#Shooters

Shooters

HYPERWIRED chegou à Steam em 2 de julho como um shooter top-down 2D com elementos de roguelike, naves desbloqueáveis, geração procedural e um sistema central baseado em “plugue e tomada” para gerenciar recursos. A própria página do jogo já deixa claro o tom da experiência: aqui não basta atirar bem, é preciso se conectar, recarregar energia, administrar upgrades e sobreviver a uma ação que claramente aposta na pressão constante.

E é exatamente isso que define HYPERWIRED: ele não tenta ser um jogo gentil. É uma navinha fast-paced, com muita coisa acontecendo ao mesmo tempo na tela, já na primeira fase, e isso deixa bem claro que não estamos diante de uma experiência para qualquer um — inclusive, eu me incluo nessa categoria. A premissa é simples, mas o jeito como ela é executada complica tudo de um jeito que exige reflexo, atenção e uma cabeça fresca para acompanhar a bagunça organizada que o jogo propõe.

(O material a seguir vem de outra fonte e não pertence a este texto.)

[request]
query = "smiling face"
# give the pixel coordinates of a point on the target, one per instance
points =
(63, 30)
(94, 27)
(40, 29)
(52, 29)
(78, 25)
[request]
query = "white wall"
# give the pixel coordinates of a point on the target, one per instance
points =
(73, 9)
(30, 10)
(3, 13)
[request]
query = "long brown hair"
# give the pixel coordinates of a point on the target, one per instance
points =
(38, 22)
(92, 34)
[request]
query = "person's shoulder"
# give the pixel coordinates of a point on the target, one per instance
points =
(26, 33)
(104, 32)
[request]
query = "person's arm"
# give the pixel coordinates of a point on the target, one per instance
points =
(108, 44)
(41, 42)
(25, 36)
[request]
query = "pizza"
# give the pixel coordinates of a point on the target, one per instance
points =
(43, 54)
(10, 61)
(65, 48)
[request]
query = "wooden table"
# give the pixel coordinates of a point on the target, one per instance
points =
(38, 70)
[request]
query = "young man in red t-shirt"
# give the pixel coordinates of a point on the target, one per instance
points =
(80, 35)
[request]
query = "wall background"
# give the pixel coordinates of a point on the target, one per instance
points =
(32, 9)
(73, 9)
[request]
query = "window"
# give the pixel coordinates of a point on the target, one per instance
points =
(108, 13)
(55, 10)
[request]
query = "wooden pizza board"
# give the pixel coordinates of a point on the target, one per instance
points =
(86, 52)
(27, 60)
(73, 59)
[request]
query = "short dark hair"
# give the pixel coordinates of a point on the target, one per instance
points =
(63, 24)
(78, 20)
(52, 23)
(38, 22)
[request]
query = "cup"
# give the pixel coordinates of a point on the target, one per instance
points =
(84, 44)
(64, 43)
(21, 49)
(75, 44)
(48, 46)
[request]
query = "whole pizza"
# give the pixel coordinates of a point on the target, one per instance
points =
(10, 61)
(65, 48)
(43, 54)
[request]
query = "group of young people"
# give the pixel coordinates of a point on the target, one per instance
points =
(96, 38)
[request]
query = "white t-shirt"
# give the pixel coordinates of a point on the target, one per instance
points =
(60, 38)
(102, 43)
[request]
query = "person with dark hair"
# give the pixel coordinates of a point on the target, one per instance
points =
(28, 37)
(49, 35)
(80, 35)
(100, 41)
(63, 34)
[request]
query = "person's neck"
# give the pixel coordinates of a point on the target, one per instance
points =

Neste momento podemos ver que eu não tinha uma estratégia!

Você está em uma espécie de arena e precisa ligar sua nave em tomadas de cores específicas antes de acessar a tomada final e passar de fase. Enquanto faz isso, minúsculas naves inimigas vêm na sua direção o tempo todo, e a sua resposta para sobreviver é um kit que mistura tiro, bombas, laser e gerenciamento de energia. Ainda tem a coleta de chips e baterias para melhorar a nave, embora eu seja sincero: essa parte eu não consegui entender direito. Também existem naves auxiliares que você recruta ao levá-las para uma tomada de cor específica, o que adiciona mais uma camada ao caos geral.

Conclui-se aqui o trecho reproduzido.